Over at CraftBeer.com we provide a handy chart for putting these practices to work -- from finding the right style of beer for a given food, to serving temperatures and glassware recommendations.
Also, I would be remiss not to mention some of the top places to see -- or should I say taste -- pairings at their finest. In addition to any of the 1,100 local brewpub locations across the U.S. The Monk's Kettle in San Francisco, Publican in Chicago, Public House in Las Vegas and The Kitchen in Boulder and Denver are but a few restaurants on the rapidly expanding list of locations executing world class beer and food pairings.

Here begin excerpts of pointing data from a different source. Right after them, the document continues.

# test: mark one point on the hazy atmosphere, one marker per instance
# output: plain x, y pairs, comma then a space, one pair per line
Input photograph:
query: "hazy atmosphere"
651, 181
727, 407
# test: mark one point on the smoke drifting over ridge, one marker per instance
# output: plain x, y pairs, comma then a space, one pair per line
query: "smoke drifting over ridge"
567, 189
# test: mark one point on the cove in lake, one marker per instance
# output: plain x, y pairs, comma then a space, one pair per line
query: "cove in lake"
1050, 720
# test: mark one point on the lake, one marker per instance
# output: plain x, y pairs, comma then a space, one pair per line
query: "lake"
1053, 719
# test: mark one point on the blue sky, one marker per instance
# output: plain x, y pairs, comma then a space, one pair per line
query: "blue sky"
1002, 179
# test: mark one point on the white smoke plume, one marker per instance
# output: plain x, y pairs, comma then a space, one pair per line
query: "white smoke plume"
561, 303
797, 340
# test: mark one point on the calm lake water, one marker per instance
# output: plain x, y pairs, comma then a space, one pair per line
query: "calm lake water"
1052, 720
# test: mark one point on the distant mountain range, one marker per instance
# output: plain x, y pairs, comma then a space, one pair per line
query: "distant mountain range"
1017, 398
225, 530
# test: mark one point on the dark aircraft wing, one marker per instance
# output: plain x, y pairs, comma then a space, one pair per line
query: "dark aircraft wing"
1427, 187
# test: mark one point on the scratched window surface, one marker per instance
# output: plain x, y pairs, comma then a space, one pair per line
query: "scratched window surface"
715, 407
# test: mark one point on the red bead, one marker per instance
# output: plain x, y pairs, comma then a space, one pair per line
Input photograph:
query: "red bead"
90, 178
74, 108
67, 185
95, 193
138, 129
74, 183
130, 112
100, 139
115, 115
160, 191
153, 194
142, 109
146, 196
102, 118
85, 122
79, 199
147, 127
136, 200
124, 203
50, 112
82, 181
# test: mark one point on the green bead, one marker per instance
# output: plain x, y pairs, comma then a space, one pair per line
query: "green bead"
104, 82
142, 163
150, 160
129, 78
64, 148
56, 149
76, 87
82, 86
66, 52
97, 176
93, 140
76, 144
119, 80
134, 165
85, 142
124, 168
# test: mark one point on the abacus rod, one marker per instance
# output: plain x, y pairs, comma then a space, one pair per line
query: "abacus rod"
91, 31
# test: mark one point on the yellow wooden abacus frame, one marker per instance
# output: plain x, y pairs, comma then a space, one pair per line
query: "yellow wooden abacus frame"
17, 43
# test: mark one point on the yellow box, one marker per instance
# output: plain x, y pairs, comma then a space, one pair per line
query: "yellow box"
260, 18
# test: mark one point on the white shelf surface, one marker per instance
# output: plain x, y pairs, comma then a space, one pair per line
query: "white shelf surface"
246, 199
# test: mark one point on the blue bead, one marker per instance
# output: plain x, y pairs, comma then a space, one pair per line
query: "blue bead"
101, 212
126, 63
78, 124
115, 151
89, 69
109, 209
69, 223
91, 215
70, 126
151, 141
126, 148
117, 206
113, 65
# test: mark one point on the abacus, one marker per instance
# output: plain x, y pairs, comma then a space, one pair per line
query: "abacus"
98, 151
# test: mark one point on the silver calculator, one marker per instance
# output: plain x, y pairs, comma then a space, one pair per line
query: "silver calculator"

And once a year, the Brewers Association puts on the benchmark craft beer and food pairing event in the U.S. Now in its sixth year, SAVORSM: An American Craft Beer & Food Experience offers attendees the chance to see how the diverse and versatile styles of craft brewed beer, from 76 small and independent craft brewers, harmonize with food. Breweries contribute to the pairing process along the way, starting at the very beginning by providing flavor profiles of the craft beers they wish to pour. Working together with Adam Dulye, chef/owner of the aforementioned The Monk's Kettle and The Abbot's Cellar in San Francisco, they create pairings that delight the senses by accounting for the characteristics of both the beer and food. SAVOR comes to New York City this summer on June 14 and 15, and in 2014 it returns to Washington, D.C., where it's been held every year since 2008.
And with that my foodie friends, three cheers to craft beer for helping beer finally reclaim its place at the dinner table. Pair on.